This new edition incorporates adjustments that will be a blessing to church members for years to come, but members should not feel that they need to purchase a new set of scriptures, particularly since all of the adjustments are available in digital formats at no cost. —Elder Neil L. Andersen
SALT LAKE CITY — Studying and understanding the scriptures of The Church of Jesus Christ of Latter-day Saints will be a little easier now that church officials have completed an eight-year project focused on updating and adjusting the footnotes, chapter headings and study aids associated with the scriptures.
The revisions were released late Thursday and have been integrated with the LDS versions of the Holy Bible, the Book of Mormon, the Doctrine and Covenants and the Pearl of Great Price that can be accessed through lds.org. Church officials said updates will be sent to those who have already downloaded online and mobile versions of the LDS scriptures.
A new print version of the scriptures including the updated material is currently being printed and should be available for purchase in August, said Elder Neil L. Andersen of the church’s Quorum of the Twelve Apostles.

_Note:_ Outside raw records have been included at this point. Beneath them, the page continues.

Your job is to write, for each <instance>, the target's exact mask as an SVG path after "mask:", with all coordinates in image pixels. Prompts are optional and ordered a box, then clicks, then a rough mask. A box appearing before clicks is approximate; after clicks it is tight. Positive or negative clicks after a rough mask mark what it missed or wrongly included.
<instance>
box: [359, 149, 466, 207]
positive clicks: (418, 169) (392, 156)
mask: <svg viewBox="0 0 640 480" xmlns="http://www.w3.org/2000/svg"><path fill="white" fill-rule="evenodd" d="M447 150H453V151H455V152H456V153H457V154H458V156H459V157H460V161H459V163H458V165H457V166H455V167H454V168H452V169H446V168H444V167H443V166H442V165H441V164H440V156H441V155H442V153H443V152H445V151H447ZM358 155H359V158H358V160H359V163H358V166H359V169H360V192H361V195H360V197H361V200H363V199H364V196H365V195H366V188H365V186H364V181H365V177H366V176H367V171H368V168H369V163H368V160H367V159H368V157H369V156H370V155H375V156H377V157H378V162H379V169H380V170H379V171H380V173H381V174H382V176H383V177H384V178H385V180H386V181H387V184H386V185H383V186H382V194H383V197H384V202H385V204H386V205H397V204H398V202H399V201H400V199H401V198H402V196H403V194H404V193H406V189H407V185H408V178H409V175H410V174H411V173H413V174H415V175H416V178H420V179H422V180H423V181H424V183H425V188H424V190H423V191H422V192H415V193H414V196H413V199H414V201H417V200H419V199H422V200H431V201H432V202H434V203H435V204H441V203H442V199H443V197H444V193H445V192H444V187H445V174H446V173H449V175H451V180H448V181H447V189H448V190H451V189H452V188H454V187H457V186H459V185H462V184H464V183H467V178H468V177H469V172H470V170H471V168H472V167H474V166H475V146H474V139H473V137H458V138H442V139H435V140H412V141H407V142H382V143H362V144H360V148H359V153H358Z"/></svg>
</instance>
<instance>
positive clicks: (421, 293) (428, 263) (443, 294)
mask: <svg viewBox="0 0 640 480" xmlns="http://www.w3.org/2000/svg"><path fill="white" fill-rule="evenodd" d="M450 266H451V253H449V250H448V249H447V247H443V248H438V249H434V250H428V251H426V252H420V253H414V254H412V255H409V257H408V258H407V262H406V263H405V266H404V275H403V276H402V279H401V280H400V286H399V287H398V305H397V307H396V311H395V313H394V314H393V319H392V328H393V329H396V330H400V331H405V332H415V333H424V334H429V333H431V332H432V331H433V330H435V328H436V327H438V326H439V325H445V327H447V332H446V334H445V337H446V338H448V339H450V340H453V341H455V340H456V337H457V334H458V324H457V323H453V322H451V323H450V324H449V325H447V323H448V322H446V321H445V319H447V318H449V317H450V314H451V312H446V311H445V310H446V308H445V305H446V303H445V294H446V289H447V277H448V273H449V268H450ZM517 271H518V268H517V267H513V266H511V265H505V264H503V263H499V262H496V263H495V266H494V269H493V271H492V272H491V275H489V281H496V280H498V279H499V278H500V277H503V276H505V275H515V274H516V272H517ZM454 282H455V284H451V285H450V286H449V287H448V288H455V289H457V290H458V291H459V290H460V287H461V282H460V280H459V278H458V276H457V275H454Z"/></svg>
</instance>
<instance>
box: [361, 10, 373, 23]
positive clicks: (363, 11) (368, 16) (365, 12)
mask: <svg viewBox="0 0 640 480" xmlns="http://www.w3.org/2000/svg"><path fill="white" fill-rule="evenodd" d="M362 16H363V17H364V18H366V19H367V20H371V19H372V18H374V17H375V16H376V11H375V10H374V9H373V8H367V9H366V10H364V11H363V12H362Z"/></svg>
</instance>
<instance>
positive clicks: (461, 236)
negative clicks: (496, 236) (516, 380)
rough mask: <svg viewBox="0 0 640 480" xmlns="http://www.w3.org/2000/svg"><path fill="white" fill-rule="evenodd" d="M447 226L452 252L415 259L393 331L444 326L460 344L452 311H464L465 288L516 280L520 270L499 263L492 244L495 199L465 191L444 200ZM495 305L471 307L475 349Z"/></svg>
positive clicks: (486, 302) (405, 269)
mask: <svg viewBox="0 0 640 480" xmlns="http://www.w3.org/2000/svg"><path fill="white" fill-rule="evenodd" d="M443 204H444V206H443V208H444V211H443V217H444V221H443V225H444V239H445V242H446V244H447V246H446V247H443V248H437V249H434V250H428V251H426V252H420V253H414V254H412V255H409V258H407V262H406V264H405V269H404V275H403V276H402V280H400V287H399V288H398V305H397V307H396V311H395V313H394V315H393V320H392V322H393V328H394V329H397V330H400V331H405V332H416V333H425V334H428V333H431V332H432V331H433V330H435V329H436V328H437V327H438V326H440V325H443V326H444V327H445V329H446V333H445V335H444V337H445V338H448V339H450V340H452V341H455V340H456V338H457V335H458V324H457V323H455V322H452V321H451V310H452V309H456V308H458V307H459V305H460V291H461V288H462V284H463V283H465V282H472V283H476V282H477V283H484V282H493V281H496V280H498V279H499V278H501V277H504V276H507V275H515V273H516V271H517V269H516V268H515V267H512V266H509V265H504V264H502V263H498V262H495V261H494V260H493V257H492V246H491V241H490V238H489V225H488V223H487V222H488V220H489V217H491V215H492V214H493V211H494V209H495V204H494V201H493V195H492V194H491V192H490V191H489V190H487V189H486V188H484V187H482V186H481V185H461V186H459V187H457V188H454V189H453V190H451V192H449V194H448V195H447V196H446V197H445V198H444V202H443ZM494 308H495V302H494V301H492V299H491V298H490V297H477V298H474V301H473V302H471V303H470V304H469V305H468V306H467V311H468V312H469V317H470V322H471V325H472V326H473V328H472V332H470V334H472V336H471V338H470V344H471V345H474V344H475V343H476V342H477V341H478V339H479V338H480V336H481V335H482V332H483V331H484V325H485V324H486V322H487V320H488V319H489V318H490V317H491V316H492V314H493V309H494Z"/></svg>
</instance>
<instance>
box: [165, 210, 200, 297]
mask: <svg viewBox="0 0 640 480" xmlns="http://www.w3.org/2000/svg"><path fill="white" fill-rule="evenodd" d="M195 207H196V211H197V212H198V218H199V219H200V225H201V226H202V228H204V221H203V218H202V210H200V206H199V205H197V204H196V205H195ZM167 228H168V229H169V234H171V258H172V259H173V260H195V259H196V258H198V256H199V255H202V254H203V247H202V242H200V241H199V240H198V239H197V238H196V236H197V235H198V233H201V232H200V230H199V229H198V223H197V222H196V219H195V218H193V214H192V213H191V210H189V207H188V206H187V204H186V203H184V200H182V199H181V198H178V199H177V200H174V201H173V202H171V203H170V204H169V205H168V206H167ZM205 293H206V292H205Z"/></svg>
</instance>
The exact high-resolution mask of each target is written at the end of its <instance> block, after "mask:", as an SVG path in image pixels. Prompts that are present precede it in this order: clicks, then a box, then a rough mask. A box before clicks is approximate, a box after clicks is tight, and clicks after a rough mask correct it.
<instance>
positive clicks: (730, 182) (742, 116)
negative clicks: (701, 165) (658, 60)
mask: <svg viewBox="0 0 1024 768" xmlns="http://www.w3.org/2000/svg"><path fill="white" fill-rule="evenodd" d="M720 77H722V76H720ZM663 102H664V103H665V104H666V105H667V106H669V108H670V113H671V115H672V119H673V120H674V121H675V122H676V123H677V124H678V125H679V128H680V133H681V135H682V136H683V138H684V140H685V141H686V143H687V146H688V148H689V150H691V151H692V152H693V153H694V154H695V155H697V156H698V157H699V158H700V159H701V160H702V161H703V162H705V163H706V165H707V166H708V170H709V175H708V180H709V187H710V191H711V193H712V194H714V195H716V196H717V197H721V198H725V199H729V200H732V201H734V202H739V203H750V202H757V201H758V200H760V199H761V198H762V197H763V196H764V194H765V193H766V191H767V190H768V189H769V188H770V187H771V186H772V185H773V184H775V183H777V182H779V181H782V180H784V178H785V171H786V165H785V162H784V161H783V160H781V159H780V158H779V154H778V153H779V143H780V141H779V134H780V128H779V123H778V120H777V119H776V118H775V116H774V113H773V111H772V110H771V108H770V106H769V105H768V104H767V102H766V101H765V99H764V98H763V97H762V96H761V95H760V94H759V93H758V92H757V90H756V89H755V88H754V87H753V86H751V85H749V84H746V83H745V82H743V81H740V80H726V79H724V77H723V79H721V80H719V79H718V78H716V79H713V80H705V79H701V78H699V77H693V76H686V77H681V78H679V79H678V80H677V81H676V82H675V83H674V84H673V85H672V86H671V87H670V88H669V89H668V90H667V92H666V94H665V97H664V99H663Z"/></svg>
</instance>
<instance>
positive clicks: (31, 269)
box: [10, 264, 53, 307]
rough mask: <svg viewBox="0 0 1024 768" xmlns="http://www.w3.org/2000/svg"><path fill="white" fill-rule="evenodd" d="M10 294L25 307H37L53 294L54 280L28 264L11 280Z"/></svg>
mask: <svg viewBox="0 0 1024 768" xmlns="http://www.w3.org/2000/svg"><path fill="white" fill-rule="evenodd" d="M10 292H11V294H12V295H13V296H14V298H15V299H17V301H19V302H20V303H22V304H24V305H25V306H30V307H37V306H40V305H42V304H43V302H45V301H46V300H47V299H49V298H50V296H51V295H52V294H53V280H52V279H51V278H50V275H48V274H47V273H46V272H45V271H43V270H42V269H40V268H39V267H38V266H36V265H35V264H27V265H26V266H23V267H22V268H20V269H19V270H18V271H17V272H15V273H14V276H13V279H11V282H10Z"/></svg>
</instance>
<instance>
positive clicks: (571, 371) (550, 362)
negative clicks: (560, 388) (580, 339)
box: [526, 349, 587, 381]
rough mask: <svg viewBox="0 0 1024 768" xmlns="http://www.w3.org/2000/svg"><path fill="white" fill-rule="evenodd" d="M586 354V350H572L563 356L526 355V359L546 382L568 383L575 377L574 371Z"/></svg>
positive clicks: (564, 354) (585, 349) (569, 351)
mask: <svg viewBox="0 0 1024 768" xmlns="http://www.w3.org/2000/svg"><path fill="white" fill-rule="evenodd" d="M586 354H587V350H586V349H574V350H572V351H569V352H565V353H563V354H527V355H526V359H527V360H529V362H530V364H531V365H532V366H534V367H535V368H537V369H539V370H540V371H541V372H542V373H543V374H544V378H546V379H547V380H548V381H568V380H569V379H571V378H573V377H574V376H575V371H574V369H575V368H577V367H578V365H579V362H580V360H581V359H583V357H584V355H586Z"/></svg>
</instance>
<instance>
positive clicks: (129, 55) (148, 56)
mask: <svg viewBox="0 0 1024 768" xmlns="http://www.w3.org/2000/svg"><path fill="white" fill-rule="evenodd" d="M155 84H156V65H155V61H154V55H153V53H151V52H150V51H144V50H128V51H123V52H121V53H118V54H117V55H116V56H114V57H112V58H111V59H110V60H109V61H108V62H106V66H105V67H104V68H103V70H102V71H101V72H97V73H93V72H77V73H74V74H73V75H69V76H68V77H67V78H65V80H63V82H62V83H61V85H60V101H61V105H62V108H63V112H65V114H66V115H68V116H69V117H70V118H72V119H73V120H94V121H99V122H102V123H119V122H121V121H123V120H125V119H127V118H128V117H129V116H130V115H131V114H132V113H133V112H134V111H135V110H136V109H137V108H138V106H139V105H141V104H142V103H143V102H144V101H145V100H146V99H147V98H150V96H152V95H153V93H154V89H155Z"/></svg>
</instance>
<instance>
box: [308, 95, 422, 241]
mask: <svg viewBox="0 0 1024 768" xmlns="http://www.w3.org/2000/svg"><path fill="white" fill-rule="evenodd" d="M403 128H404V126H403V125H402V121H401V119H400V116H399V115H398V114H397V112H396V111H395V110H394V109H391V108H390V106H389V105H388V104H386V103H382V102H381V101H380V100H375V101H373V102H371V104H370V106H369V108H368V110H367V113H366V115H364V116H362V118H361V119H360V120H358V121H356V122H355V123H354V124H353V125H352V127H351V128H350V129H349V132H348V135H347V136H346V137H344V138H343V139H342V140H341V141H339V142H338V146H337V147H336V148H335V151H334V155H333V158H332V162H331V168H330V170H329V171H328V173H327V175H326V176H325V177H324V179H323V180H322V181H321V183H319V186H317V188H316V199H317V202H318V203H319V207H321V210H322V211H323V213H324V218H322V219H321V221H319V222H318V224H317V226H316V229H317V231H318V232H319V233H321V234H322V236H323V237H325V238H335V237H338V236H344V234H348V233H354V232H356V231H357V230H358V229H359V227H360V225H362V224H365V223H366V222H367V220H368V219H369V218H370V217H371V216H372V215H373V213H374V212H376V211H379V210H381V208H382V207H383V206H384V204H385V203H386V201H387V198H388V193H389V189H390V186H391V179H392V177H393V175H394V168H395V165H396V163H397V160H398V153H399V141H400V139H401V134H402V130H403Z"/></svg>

But, he said, “we want to emphasize there is no need to buy new scriptures.”
“The current edition of the scriptures, with its extensive study helps, will continue to serve Latter-day Saints very well,” he said. “This new edition incorporates adjustments that will be a blessing to church members for years to come, but members should not feel that they need to purchase a new set of scriptures, particularly since all of the adjustments are available in digital formats at no cost.”
Because the new edition maintains the pagination and font style of the earlier edition, most members won’t notice much difference, he said.
According to a web page devoted to the new scripture edition posted Thursday night on lds.org, “the 2013 edition includes revisions to study aids, new photos, updated maps and adjustments to chapter and section headings.”
Elder Andersen said the decision to make some adjustments to the scriptures was made in 2004. When it became clear that the printing masters of the 1979 LDS edition of the King James version of the Bible and the landmark 1981 edition of the other LDS scriptures were deteriorating to the point that they needed to be replaced, church leaders decided to take advantage of the opportunity to do some editing.
“In a very careful, methodical way we looked at all the footnotes and all the study aids,” he said in a video that was posted with the new web page. “As recommendations were made for changes and adjustments, those changes were presented to the general authorities of the church and eventually to the First Presidency. None of these adjustments were made hastily, or in a corner.”
Elder Steven E. Snow, church historian and recorder and a member of the church’s First Quorum of the Seventy, said much of the historical information that is being integrated into chapter headings and summaries has been found as a result of the church’s ongoing Joseph Smith Papers research project.
For example, Elder Andersen notes that the 39th and 40th sections of the Doctrine and Covenants refer to “James Covill,” who is identified in the section heading as a Baptist minister. Research has indicated that his last name should be spelled “Covel” and that he was actually a Methodist minister.
The new web page indicates that “more than 99 percent of the corrections are in the study aids,” which includes the chapter summaries, footnotes, the topical guide, the Bible dictionary and the index.
“Some minor typographical errors in spelling and punctuation in the text have been corrected to ensure fidelity to the earliest manuscripts and editions,” the page notes. Among those changes:
Changing “aul” to “awl;”
Changing “bason” to “basin;”
Changing “lunatick” to “lunatic;”
Taking the hyphen out of references to “fir-trees,” “box-tree” and “pine-tree;”
Lower-casing the word “house” in “House of Israel” on the Book of Mormon title page;
Making historical and contextual adjustments to the section headings of 76 sections of the Doctrine and Covenants;82 comments on this story
Adding introductory headings to both official declarations at the end of the Doctrine and Covenants “to provide the reader with a better understanding of the purposes of those revelations and the church’s doctrine related to them.”
“This is just a refinement of the 1979 and 1981 editions of the scriptures,” Elder Andersen said. “It’s a wonderful new addition to the scriptures.”